RIO - Mais de 200 pessoas participam, nesta quinta-feira, de uma manifestação no Centro do Rio, nas proximidades da Câmara Municipal. O grupo fechou desde cedo a Avenida Rio Branco, inicialmente na altura da Cinelândia e depois a partir da Avenida Presidente Vargas, dando um nó no trânsito. A Rua Almirante Barroso está fechada apenas no cruzamento com a Rio Branco e a Rua Evaristo da Veiga, a partir da Rua Senador Dantas.
Já a Avenida Chile está interditada a partir da Rua do Lavradio. Os manifestantes protestam contra
a CPI dos Ônibus, que teve a sua primeira reunião na sala do cerimonial da Casa.
Por volta das 10h, houve um princípio de confusão e duas pessoas chegaram a ser detidas e levadas para a 5ª DP (Mem de Sá), acusadas de desacato. O clima ficou tenso quando policiais montaram uma barreira na Rua Alcindo Guanabara, onde está localizado um dos portões laterais da câmara.

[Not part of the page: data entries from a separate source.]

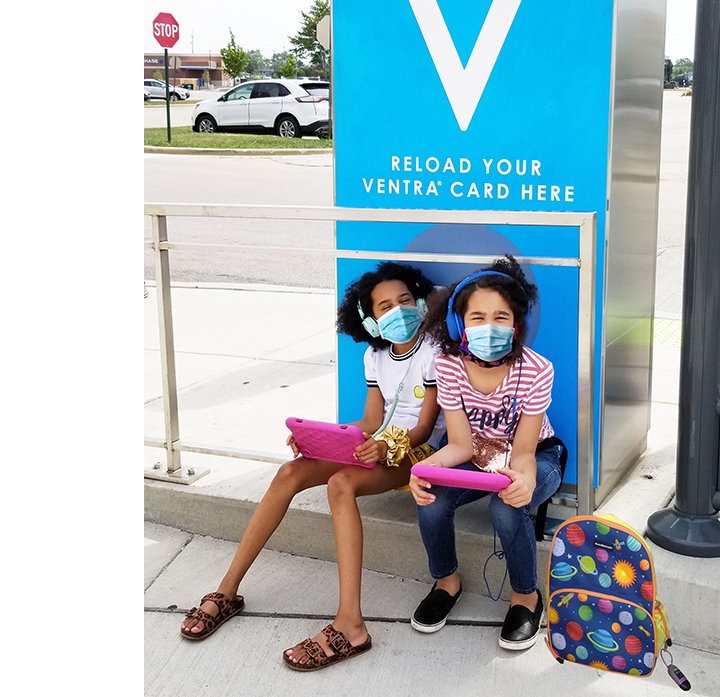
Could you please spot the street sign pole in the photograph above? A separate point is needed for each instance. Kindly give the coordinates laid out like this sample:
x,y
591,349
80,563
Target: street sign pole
x,y
167,97
166,31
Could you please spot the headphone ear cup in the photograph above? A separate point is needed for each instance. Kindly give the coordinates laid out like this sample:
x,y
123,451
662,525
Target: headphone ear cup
x,y
371,326
455,326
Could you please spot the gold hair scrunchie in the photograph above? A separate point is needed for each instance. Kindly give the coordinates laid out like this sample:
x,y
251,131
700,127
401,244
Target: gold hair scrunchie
x,y
398,442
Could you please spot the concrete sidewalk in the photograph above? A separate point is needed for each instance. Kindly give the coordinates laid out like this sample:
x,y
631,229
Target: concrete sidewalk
x,y
235,390
289,598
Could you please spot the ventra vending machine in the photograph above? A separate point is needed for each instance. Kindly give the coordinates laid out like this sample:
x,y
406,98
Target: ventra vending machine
x,y
513,105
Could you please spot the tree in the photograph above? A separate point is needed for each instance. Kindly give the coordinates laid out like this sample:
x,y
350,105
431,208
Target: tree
x,y
305,41
256,62
682,72
288,68
277,62
235,60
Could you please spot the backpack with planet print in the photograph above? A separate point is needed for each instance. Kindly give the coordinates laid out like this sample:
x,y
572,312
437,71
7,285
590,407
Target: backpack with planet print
x,y
602,609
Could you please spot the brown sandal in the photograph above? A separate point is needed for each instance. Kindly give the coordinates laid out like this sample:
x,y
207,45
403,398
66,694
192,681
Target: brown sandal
x,y
317,658
227,607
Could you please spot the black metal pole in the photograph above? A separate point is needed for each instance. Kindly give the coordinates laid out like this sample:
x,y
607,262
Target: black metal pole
x,y
167,95
691,525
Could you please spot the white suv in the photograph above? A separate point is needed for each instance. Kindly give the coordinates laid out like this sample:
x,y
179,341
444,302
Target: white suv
x,y
288,108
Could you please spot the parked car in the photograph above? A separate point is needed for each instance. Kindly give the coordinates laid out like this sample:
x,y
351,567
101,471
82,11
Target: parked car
x,y
288,108
155,89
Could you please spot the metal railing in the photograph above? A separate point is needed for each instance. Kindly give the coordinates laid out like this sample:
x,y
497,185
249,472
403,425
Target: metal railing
x,y
585,261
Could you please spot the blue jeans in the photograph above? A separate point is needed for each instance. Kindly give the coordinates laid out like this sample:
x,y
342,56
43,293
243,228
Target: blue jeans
x,y
513,525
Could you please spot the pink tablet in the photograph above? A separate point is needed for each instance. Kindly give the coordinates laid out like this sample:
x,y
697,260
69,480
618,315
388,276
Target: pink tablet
x,y
319,440
463,479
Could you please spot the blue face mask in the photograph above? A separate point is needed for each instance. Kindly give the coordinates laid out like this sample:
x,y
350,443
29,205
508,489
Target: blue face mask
x,y
400,324
489,342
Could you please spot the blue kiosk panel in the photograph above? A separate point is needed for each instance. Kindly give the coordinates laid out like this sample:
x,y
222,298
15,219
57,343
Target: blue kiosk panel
x,y
490,105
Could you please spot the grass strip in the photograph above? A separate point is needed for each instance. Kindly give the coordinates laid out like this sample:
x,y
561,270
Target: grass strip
x,y
184,137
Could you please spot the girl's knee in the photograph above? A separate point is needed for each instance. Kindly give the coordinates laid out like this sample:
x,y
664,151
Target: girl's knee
x,y
342,484
290,475
505,516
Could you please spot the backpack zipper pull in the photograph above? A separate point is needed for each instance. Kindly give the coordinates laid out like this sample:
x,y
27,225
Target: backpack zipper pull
x,y
676,674
673,671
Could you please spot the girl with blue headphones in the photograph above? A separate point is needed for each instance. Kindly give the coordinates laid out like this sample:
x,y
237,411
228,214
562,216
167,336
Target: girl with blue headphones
x,y
384,308
495,392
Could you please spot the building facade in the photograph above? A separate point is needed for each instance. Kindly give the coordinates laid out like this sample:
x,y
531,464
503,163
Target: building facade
x,y
191,70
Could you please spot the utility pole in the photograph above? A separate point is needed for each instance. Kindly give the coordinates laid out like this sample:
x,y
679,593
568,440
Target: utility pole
x,y
691,525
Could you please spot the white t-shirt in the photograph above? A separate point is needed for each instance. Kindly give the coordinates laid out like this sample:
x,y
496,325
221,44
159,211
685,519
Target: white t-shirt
x,y
526,389
385,369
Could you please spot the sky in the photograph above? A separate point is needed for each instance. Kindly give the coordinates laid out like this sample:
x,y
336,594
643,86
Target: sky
x,y
267,25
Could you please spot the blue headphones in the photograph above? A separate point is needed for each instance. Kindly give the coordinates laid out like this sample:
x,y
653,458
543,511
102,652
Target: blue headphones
x,y
455,324
370,323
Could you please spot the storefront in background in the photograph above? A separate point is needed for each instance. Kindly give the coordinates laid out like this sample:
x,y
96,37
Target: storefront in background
x,y
190,70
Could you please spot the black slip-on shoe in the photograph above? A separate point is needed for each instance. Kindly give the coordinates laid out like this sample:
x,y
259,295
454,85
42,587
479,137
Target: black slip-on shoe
x,y
431,614
521,627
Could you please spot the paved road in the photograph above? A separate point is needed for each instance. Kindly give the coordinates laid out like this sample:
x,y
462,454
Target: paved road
x,y
309,180
282,179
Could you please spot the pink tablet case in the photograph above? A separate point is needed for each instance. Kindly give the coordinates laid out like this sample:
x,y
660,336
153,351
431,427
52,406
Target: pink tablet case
x,y
319,440
464,479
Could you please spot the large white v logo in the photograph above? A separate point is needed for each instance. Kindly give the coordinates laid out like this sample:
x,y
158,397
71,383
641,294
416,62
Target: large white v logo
x,y
464,86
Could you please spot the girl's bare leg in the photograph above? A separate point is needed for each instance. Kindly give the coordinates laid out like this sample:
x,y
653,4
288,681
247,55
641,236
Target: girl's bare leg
x,y
343,489
291,478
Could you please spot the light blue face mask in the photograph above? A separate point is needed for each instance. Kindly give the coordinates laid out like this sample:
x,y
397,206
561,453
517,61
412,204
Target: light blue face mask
x,y
489,342
400,324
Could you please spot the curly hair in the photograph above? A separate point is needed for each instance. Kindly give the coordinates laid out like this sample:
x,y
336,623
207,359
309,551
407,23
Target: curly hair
x,y
516,290
360,291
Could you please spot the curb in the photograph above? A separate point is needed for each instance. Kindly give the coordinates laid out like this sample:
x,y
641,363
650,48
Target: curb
x,y
253,287
236,152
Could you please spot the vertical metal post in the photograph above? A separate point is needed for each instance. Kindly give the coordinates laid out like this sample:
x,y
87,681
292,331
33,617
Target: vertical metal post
x,y
691,526
586,369
167,344
167,96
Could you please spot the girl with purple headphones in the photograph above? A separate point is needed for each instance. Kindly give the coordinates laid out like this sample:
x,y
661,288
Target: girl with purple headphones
x,y
495,393
402,424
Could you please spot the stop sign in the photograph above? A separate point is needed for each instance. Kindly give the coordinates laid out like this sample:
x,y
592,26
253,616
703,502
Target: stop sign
x,y
166,30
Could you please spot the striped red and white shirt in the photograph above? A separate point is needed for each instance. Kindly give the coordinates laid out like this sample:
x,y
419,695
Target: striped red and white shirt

Manifestantes responderam fazendo um cordão de isolamento na frente dos PMs, impedindo outros militares de entrarem na via interditada. Houve empurra-empurra e os jovens acabaram detidos. Parte do comércio da região chegou a fechar, mas por volta das 11h, o restaurante Amarelinho já estava com os portões de ferro abertos e mesas e cadeiras arrumadas na calçada.
Uma operação foi montada na Avenida Rio Branco, na altura da Avenida Presidente Vargas, para evitar que os motoristas fiquem presos na Rio Branco. Quem vai em direção ao Aterro é orientado a seguir pelo Mergulhão da Praça Quinze. A Avenida Presidente Vargas também teve a pista lateral bloqueada, no sentido Candelária, a partir da Rua Uruguaiana, com desvio de trânsito sendo feito para a pista central. Outra opção é a Avenida Passos. Agentes da CET-Rio, Guarda Municipal e Polícia Militar atuam na região e auxiliam os motoristas.
O trânsito está parado em toda a extensão da Avenida Presidente Vargas, sentido Candelária, no Trevo das Forças Armadas e na Avenida Chile. Com o congestionamento no Trevo, o tráfego está muito lento em toda a Avenida Francisco Bicalho, com reflexos no Viaduto do Gasômetro e na Avenida Brasil até Manguinhos. Motoristas devem evitar a região e optar pelos túneis Rebouças e Santa Bárbara, vias internas do Estácio e da Lapa e o Elevado da Perimetral, mesmo com trânsito intenso. Ao invés da Avenida Brasil, os motoristas devem seguir pela Linha Vermelha, mesmo congestionada na chegada ao Rio Comprido.
Manifestantes jogam ovo em vereador
Sem a presença do vereador Eliomar Coelho (Psol), que deixou a sala em protesto contra a condução das investigações, membros da comissão aprovaram um calendário de trabalhos e convocações até o fim de setembro. Alguns parlamentares deixaram a Câmara pela porta lateral sob vaias e ofensas. O vereador Professor Uóston (PMDB) foi atingido nas costas por um ovo arremessado por manifestantes, quando tentava deixar o Centro. O político levou um tempo até conseguir um táxi na Rua do Passeio.
Segundo o vereador Eliomar Coelho, foram desrespeitados ritos da CPI. Eliomar disse que vai continuar participando da comissão. Manifestantes que ocupam a Câmara dos Vereadores participaram da sessão com panos pretos amarrados na boca. Eles ficaram de costas para os vereadores em protesto contra a condução dos trabalhos. Ainda há um outro requerimento para ser analisado pela Mesa Diretora questionando os ritos da CPI.
Os vereadores de oposição vão fazer uma última tentativa para mudar a composição da CPI dos Ônibus antes de entrarem na Justiça. Caso seja confirmada a sessão desta tarde, eles vão tentar obter o apoio de 26 vereadores, quórum mínimo, para a aprovação de uma questão de ordem levantada pelo grupo. O recurso administrativo encaminhado ao presidente da Câmara, vereador Jorge Felippe (PMDB), que questionava a escolha dos membros, foi julgado improcedente de acordo com documento publicado no Diário Oficial da Câmara desta quinta-feira.
— Além de entendermos que o Eliomar Coelho (PSOL) deveria presidir a CPI, entendemos que as vagas devem ser distribuídas por partidos e não por blocos. Por essa tese haveria uma quinta vaga que seria do PT. Nesse caso eu participaria da CPI como titular — disse Reimont, primeiro suplente da CPI.